Take this highly decorated, bejewelled piece. It’s sensational in its styling – and would make anyone wearing it feel like a powerful princess.
Interesting that it’s a design that doesn’t seem to objectify women. It shows them as strong and in control of their body image – like a warrior leader.
There’s something timeless about Dior’s less structured evening gowns which have a universal quality. Their enviable beauty and perfection is sheer genius.
I adore these sequinned, pink creations which ooze glamour and sophistication.
Equally, I also love Dior’s more defined shapes, perhaps exemplified in the lovely, sheer black creation (pictured below). One of my favourite pieces in the show.
Although the show is about the ‘House of Dior’, the Yves Saint Laurent pieces are my favourites with their unbeatable chic quality.
They have a certain ‘je ne sais quoi’ quality about them. They look effortless, but we know they took hundreds of hours to create.
I’m less keen on the Galliano designs which are instantly show-off and dramatic, perhaps too much so on occasion.

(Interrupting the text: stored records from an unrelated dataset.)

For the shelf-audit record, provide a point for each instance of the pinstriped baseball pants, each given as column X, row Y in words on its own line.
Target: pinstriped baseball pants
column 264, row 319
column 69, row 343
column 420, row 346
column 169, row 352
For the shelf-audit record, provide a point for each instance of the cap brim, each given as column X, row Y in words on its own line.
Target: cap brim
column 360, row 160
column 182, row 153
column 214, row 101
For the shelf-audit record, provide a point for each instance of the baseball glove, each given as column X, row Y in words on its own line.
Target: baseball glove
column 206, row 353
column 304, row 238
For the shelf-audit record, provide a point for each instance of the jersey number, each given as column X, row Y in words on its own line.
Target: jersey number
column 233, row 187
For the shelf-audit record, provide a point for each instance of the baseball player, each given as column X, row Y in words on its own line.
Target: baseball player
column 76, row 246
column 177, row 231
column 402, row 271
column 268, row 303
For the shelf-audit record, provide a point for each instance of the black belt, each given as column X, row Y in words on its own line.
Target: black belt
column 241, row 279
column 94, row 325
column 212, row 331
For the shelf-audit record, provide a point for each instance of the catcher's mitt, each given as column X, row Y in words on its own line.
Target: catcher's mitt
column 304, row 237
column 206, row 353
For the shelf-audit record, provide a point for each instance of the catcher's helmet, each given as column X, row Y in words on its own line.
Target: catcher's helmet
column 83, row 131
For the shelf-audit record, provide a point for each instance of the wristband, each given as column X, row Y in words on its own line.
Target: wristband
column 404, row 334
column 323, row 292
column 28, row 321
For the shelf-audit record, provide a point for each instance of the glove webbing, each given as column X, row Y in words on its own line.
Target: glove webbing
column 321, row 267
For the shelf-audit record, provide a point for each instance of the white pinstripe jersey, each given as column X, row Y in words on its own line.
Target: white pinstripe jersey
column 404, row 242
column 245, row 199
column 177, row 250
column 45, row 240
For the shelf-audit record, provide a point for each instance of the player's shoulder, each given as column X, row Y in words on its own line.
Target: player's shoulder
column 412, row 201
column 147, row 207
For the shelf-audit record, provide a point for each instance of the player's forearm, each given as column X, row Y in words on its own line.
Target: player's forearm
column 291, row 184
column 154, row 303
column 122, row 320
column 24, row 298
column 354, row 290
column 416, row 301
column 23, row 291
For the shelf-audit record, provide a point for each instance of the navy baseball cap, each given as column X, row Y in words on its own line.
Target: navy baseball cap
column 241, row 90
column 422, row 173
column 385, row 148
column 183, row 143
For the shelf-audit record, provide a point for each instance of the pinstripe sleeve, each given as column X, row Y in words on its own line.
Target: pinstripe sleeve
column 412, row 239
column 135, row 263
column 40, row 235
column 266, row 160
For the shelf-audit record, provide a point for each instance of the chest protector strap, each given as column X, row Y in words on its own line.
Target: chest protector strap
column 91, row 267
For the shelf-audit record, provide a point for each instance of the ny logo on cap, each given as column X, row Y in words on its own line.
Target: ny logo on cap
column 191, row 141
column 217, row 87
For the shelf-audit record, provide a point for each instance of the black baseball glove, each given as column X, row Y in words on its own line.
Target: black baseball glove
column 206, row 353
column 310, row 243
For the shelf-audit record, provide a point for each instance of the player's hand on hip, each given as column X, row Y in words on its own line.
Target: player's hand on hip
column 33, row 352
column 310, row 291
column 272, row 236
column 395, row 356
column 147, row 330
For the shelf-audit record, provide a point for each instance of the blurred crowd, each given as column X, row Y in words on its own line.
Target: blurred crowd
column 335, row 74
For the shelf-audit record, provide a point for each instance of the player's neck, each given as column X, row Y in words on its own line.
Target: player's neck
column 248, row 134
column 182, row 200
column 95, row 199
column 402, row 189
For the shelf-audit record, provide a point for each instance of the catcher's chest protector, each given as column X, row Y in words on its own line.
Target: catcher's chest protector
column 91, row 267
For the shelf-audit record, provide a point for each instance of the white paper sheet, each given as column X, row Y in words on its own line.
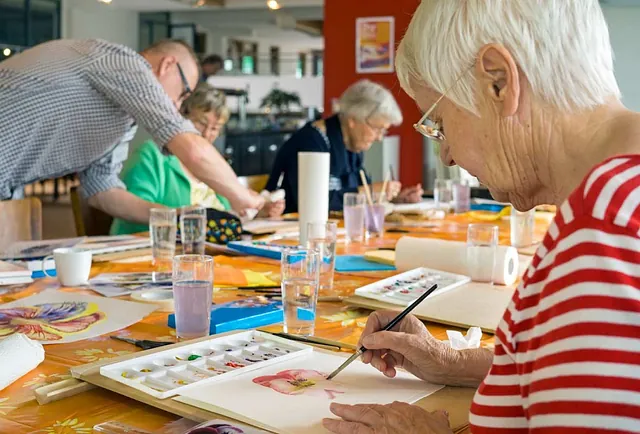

And then there’s my problem with Galliano’s politics and the controversy surrounding his anti-Semitism – when he left House of Dior under a cloud.
After the V&A’s sensational Alexander McQueen show a few years ago, it was a challenge to come up with an equally powerful fashion blockbuster.
But ‘Dior – Designer of Dreams’ is every bit as magical and mesmerising as a show.
Beautifully presented and designed with some of Haute Couture’s most gorgeous fashions, it remains long in the memory after you’ve swung back through the exit doors and returned to reality – with a bump.
In a nutshell, ‘J’Adore Dior”. I just wish I could afford to buy clothes like this!